Thursday, June 21, 2007

The abstract for the article (for those interested)

Leslie Feist is a Canadian songstress, consistently referred to with her nation of origin as a prominent identifier. This “Canadian-ness,” though, is put into question through a number of complexities arising from her artistic output as well as the cultural context in which he finds herself placed.

Feist finds her “Canadian” status problematised in a number of ways. Her inclusion into the milieu of French chanson places into question her inherent “Canadian-ness.” Feist moved to France in 2003, and though she has been featured singing in the French language, she claims that she does not speak it. In late 2004, Feist was asked to sing with the famous French singer Juliette Gréco, performing a new rendition of Gréco’s famous song, “La Javanaise,” written by Serge Gainsbourg. Feist exclaims that the live televised performance was “kind of like the old guard passing the torch to the new guard.”1 Thus, Feist suggests that she is in fact part of the cultural milieu of French chanson, a peculiar position to be in considering her uncertainty in the French language, as well as her Canadian nationality.

Another way that the “Canadian” identity of Feist is problematised is through her covering of songs like “When I was a Young Girl,” a cover of Texas Gladden’s “One Morning in May,” recorded by Alan Lomax, the compiler of the Smithsonian Folkways recordings, Anthology of American Folk Music.

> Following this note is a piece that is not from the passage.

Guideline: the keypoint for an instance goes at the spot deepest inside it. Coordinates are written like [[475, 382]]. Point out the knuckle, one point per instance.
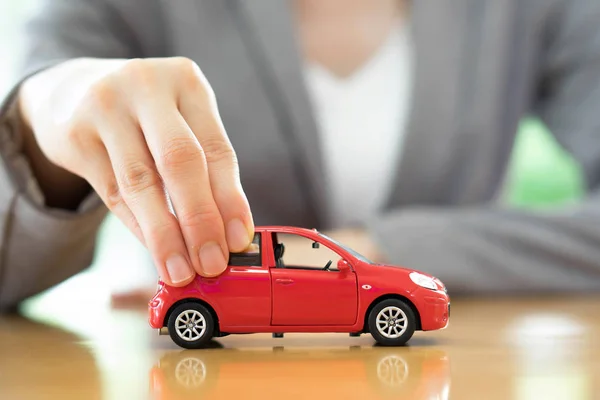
[[101, 96], [202, 215], [191, 75], [180, 152], [218, 150], [137, 177], [112, 195], [139, 71]]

In doing so, Feist evokes what Richard Middleton would call “other voices”: “the singer’s . . . and that of an imaginary object which [s]he strives to imitate . . . [and] that of the object itself.” (Richard Middleton, “O Brother, Let’s Go Down Home: Loss, Nostalgia and the Blues,” Popular Music 26:1 (2007), 49) To use Middleton’s phraseology, then, in Feist’s performance of “When I was a Young Girl,” the listener experiences “desire, and lack, coursing through the gaps between the voice we acturally hear,” that is, Feist’s voice, “the voice [Feist] wants us to imagine,” perhaps that of Texas Gladden or the folk singers from Lomax’s recordings, “and the voice blotted out but which we know is there, somewhere, could we but find it,” the voice of the culture and time from which the song comes. (Ibid.)

Finally, Feist is a figure placed within a context of successful Canadian female singers, most of whom required recognition from outside of the country for their success. Feist as a commercially successful singer seems to conform to this type of Canadian, female, white, solo performer, such as Avril Lavigne, Alanis Morrisette, Shania Twain and Céline Dion. Like many of these singer, Feist left Canada in order to attain success, while maintaining precarious ties to the Canadian independent music scene by remaining a member of the band Broken Social Scene, a move which enables her to maintain a kind of credibility or “authenticity” while experiencing commercial success.

While other Canadian performers might display some or many of these complexities which in turn problematise their national labels, the case of Leslie Feist is unique in that these complexities work together to create a rich star image, imbued with a sense of history and perceived authenticity.